Bij de restauratie zijn muur- en gewelfschilderingen uit verschillende periodes blootgelegd, onder meer decoratieve motieven uit de 13de, de 15de en de 16de eeuw. De oudste figuratieve voorstelling stamt uit de 14de eeuw. Op de sluitstenen van het koor en op de gewelven van de kerk werden in de 15de eeuw verschillende heiligen afgebeeld. In het begin van de 16de eeuw is in het koor een grote schildering aangebracht met het Laatste Oordeel. Veertien nissen in het koor bevatten scènes uit het leven van Christus uit omstreeks 1535.
Een orgel uit het midden van de 15de eeuw werd door verschillende orgelbouwers vergroot. De belangrijkste veranderingen werden aangebracht door Arp Schnitger (1692), zijn zoon F.C. Schitger (1728) en A.A. Hinsz (1740). Een restauratie (1983-1984) maakte latere veranderingen ongedaan.
[Kortekaas, Van der Werff]
Lit: F.J. Bakker, ‘Heiligen en altaren tot 1594’ in: Van Halsema, Geloven in Groningen, 73-98; J.W. Boersma e.a. (red.), Groningen 1040; Archeologie en oudste geschiedenis van de stad Groningen (Bedum 1990); C.E. Dijkstra, ‘Het altaar van Onze Lieve Vrouwe ter Nood in de Martinikerk te Groningen’. GVA 1972-1973,15-23; M. Kenemans, ‘Graven op de Grote Markt' in: Hervonden Stad (1997) 45-55; J.N.
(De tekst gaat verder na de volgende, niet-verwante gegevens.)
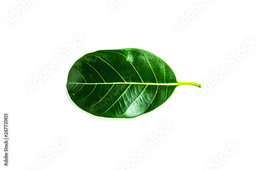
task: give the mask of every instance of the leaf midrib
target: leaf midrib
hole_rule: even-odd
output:
[[[178,86],[180,83],[135,83],[135,82],[115,82],[115,83],[68,83],[67,84],[83,84],[83,85],[95,85],[95,84],[138,84],[138,85],[162,85],[162,86]]]

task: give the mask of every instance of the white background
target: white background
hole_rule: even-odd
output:
[[[256,41],[255,2],[205,0],[179,32],[175,22],[193,15],[189,6],[199,1],[119,2],[113,10],[109,0],[37,0],[7,24],[21,4],[1,1],[0,113],[2,120],[10,114],[10,142],[8,167],[0,144],[1,169],[121,169],[122,162],[135,162],[130,154],[140,148],[145,155],[123,169],[255,169],[256,44],[233,65],[227,60],[245,39]],[[87,38],[61,60],[58,53],[76,34]],[[201,83],[205,93],[178,87],[158,108],[132,119],[98,117],[76,107],[66,89],[75,61],[97,50],[126,47],[155,54],[178,81]],[[30,92],[27,83],[54,60],[58,66]],[[228,71],[217,80],[212,72],[224,65]],[[206,90],[210,80],[215,84]],[[149,148],[145,141],[160,135],[168,121],[174,126]],[[47,163],[40,160],[62,137],[65,146]],[[228,155],[229,143],[239,148]],[[216,164],[212,160],[220,156],[225,160]]]

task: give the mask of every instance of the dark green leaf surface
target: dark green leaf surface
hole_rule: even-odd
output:
[[[131,118],[162,105],[181,84],[158,57],[140,49],[124,48],[82,57],[70,70],[67,88],[74,103],[88,112]]]

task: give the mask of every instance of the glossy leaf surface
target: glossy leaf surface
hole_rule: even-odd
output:
[[[74,103],[88,112],[131,118],[162,105],[181,84],[200,86],[178,83],[170,67],[150,52],[124,48],[82,57],[69,71],[67,88]]]

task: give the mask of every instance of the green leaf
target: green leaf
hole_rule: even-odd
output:
[[[101,50],[85,55],[71,67],[67,88],[82,110],[98,116],[132,118],[164,103],[179,85],[170,67],[146,51]]]

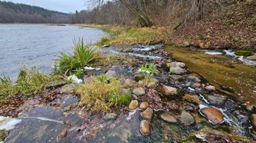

Lanting, ‘Nogmaals de bouwdatums van het houten gebouw onder de St.-Walburgkerk, en van de houten en tufstenen voorgangers van de Martinikerk’, GVA 1990, 169-178; C.H. van Rhijn, Templa Groningana; De Martini kerk, de A kerk, de Nieuwe Kerk en het beheer van de Nederduitsch Hervormde gemeente te Groningen (Groningen 1910); J. Schoneveld, Groninger kerken en hun schilderingen (Utrecht 1991); E.O. van der WerfF, De Martini kerk en toren in hartje stad (Groningen 1991).